BIST için banka karlarının olumsuz baskıları nedeniyle dikkat çektiğim gap risklerinin süreceğini düşünüyorum. Bu nedenle ben yine teknik bazlı hisse takibi yapmayı ve diğer sektör hisselerini takip etmeyi doğru buluyorum.
ABD Endeksleri Dirençlerinde!
Kötü veri yükselişleri bizde olduğu gibi aynı şekilde DOW ve SP500’de de yaşanıyor. Teknik olarak bir konuya dikkat çekmek istyorum! DOW için 14.700-15.650 arasında önemli bir kanal var. Hatta biraz yukarı kayma olsa 15.700 kanal direnci var diyebiliriz. Ben DOW’un bu yatay kanalının şimdilik kırılmasını beklemiyorum.
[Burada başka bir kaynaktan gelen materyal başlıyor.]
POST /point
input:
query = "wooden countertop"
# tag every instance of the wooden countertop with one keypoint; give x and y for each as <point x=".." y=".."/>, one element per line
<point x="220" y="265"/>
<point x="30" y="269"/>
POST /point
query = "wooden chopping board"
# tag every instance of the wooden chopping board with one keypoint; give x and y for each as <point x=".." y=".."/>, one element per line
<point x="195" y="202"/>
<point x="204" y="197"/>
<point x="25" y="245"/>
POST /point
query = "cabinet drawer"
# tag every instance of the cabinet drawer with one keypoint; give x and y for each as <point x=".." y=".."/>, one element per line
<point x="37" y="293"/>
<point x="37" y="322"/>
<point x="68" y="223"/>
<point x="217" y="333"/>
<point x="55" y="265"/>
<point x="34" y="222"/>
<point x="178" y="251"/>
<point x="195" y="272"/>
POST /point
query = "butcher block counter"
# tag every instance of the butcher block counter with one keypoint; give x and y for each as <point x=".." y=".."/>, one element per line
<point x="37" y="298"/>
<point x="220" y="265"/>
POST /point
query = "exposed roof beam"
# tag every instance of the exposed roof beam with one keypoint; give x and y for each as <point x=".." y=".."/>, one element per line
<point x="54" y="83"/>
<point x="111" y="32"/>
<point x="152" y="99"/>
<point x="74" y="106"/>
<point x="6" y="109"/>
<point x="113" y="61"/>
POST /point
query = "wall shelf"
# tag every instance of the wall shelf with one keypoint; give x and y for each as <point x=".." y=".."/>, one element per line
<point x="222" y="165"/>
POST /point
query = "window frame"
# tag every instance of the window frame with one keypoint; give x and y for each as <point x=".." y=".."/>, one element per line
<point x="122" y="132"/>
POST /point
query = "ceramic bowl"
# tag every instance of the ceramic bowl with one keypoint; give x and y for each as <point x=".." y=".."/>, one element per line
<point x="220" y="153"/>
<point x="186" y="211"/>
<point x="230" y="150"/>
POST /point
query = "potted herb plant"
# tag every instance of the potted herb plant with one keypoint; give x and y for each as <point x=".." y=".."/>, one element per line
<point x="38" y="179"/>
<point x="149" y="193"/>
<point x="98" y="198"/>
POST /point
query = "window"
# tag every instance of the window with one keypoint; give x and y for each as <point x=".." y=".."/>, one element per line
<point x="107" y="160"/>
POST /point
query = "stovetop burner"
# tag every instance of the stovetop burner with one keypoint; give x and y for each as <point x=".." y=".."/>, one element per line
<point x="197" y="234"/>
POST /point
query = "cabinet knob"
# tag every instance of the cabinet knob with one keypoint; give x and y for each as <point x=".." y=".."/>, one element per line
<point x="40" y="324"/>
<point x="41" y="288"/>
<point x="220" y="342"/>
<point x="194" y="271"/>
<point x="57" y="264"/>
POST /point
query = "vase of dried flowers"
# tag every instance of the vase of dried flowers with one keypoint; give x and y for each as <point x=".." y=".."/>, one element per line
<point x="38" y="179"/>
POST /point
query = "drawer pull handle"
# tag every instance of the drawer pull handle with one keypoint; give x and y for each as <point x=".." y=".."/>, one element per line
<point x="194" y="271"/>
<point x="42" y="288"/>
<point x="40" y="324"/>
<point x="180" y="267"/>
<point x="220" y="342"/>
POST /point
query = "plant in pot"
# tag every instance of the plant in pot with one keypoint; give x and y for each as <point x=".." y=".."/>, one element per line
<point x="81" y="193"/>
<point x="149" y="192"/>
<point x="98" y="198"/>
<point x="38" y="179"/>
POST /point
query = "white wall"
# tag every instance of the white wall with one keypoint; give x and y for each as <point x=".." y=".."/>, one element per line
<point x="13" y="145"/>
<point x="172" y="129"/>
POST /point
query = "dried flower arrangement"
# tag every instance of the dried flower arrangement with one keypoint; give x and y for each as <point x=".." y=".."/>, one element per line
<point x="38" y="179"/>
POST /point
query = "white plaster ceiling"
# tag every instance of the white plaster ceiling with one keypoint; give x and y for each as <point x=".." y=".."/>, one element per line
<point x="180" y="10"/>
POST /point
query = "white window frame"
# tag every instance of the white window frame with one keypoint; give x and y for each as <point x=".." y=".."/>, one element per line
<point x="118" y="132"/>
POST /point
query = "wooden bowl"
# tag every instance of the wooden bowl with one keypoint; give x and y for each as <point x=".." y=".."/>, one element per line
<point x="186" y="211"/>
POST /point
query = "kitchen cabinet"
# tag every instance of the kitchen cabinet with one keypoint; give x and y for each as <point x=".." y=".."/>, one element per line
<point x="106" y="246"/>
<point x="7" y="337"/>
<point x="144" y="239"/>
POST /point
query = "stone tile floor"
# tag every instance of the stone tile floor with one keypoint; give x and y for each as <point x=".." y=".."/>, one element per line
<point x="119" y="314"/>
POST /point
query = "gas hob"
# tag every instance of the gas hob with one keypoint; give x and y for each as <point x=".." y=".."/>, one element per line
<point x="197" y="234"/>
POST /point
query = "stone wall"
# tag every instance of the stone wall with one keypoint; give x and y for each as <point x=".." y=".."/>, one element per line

Eğer bu düşüncem doğru çıkarsa, DOW’un önce 15.200 bollinger desteğine, bu destekte tutunamazsa 14.700’deki kanal alt desteğine doğru düzeltmeler ya da realizeler yaşadığına şahit olabiliriz.
Ancak, sonuçta teknik analiz yorumu yaptığımız için diğer alternatifi de söylemek gerekir! Eğer DOW 15.700 yatay kanal direncini yukarı kırarsa, bu takdirde de 16.700’e doğru ciddi bir yükseliş yaşanır. Böyle bir yükseliş tüm gelişmiş borsalara yansır. Bu nedenle ben her ne kadar bu kanalı kırmasını beklemeyip, bu kanal direncine yaklaştıkça realize beklesem de, 15.700 direnci kırıldığını gördüğünüz takdirde, hızlı bir yükseliş süreci yaşanabileceğini biliniz.